Kollegger tries to make a case for graph databases eventually obsoleting relational technology, but I’m not convinced. If graph technology were the panacea for optimizing data access performance, it would have been recognized as such long ago. Also, hierarchical relationships—the sweet spot for the relational model—are far more pervasive in applications than he gives credit for.
But even more fundamentally, graph technology, like relational, is not suited to the new world of unstructured data, machine learning, and schema on read. Whatever its merits for defining fast flexible query paths, a graph, like a relational structure, is inherently a schema-on-write technique applied to structured data.
The new shape of data is the lake. This refers to a clustered environment that includes a distributed file system, algorithm library, and machine learning execution engine. Rather than enforce a common schema and semantics on the objects it stores, the data lake uses schema on read and uses statistical models to extract meaningful patterns from it all. By “patterns,” I’m referring to the most salient correlations, features, and predictors that might otherwise go unnoticed in the data.
Within a data lake, some data sets may take shapes that are neither relational nor graph, but which nonetheless facilitate subsequent statistical analyses. One mathematical approach—topological data analysis (TDA)—reduces large, raw multi-dimensional data sets down to compressed representations with fewer dimensions while preserving properties of relevance to subsequent analyses. Mathematical approaches such as TDA, principal component analysis (PCA) and singular value decomposition (SVD) are important tools in wrestling these high-dimensional analytics challenges down to earth.

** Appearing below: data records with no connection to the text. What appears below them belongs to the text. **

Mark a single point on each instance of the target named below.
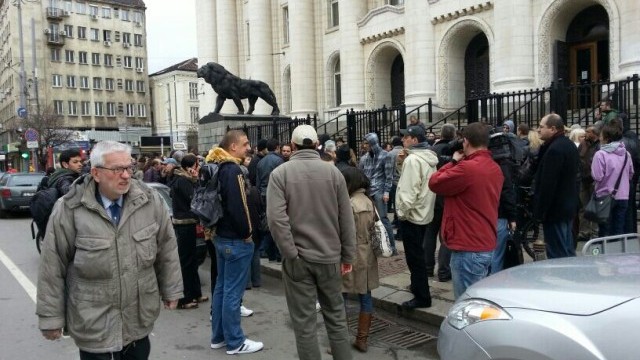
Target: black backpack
(41, 207)
(207, 202)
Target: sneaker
(219, 345)
(248, 347)
(244, 312)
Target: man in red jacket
(471, 185)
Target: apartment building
(83, 60)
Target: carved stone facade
(307, 43)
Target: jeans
(234, 257)
(136, 350)
(467, 268)
(615, 226)
(497, 261)
(558, 239)
(382, 212)
(366, 302)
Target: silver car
(578, 308)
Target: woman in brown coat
(364, 276)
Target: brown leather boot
(364, 323)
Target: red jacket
(471, 190)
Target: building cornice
(473, 9)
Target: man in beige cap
(317, 242)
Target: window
(84, 82)
(285, 25)
(68, 31)
(55, 54)
(56, 80)
(69, 56)
(195, 114)
(334, 15)
(58, 107)
(86, 108)
(95, 34)
(99, 108)
(131, 110)
(73, 108)
(108, 84)
(111, 109)
(71, 81)
(193, 91)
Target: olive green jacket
(105, 283)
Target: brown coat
(364, 276)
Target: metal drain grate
(404, 338)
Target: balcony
(55, 13)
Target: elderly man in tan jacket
(109, 258)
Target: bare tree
(51, 128)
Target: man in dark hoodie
(379, 166)
(71, 166)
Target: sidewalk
(394, 289)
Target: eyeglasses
(118, 170)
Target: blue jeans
(558, 238)
(467, 268)
(617, 217)
(234, 257)
(497, 260)
(382, 212)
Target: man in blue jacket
(234, 247)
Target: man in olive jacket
(109, 258)
(310, 217)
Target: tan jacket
(364, 276)
(105, 283)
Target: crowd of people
(452, 189)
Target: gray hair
(104, 148)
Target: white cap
(302, 132)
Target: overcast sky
(171, 32)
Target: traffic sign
(31, 135)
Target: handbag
(380, 238)
(599, 207)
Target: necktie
(115, 213)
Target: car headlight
(471, 311)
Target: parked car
(165, 194)
(16, 191)
(585, 307)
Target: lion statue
(229, 86)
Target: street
(183, 334)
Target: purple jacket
(605, 169)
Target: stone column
(260, 64)
(302, 46)
(207, 49)
(511, 54)
(352, 63)
(420, 58)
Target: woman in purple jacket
(608, 163)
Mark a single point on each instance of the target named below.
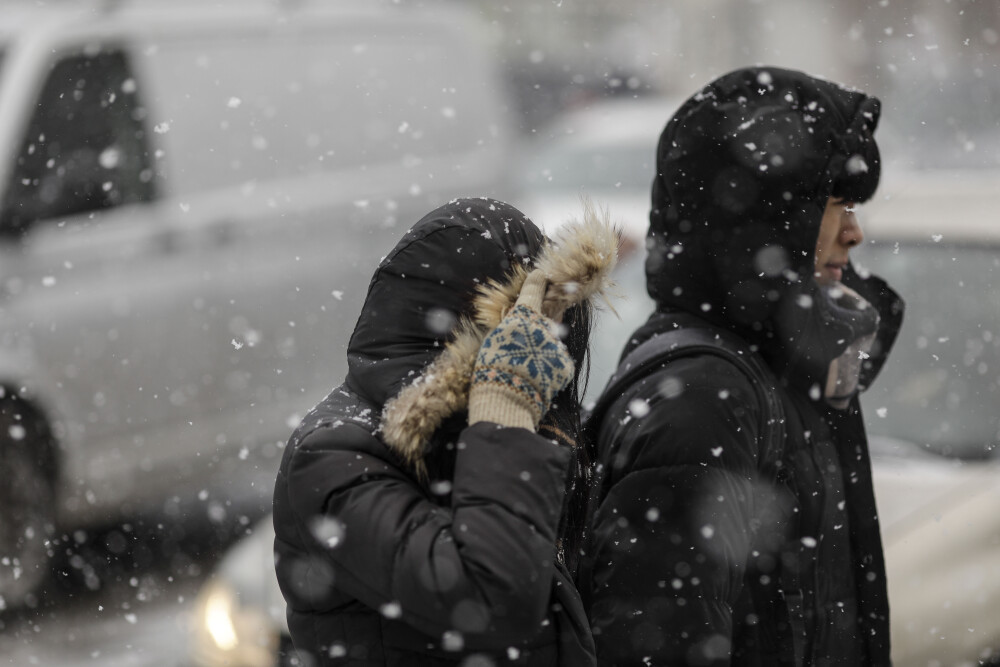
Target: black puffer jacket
(380, 566)
(706, 547)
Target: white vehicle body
(180, 273)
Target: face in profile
(838, 233)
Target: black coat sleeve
(481, 569)
(671, 526)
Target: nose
(850, 229)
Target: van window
(240, 108)
(86, 147)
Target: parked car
(932, 418)
(604, 152)
(189, 193)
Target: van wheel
(27, 497)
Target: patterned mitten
(521, 365)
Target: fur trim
(578, 266)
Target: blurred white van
(192, 198)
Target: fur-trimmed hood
(444, 286)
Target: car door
(102, 288)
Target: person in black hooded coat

From a pattern-sensing standpoint, the ease of mining any particular data lake is determined by the range of unstructured data platforms it includes (e.g., Hadoop, MongoDB, Cassandra) and on the statistical libraries and modeling tools available for mining it. But query tools are also an important feature of the data lake. After all, no lake is complete if it doesn’t support any of the commercial dialects of SQL on Hadoop.
Unless you’re a data scientist, your primary engagement with data lakes will be in the act of querying them. As you do with any database, no matter what shape it’s in.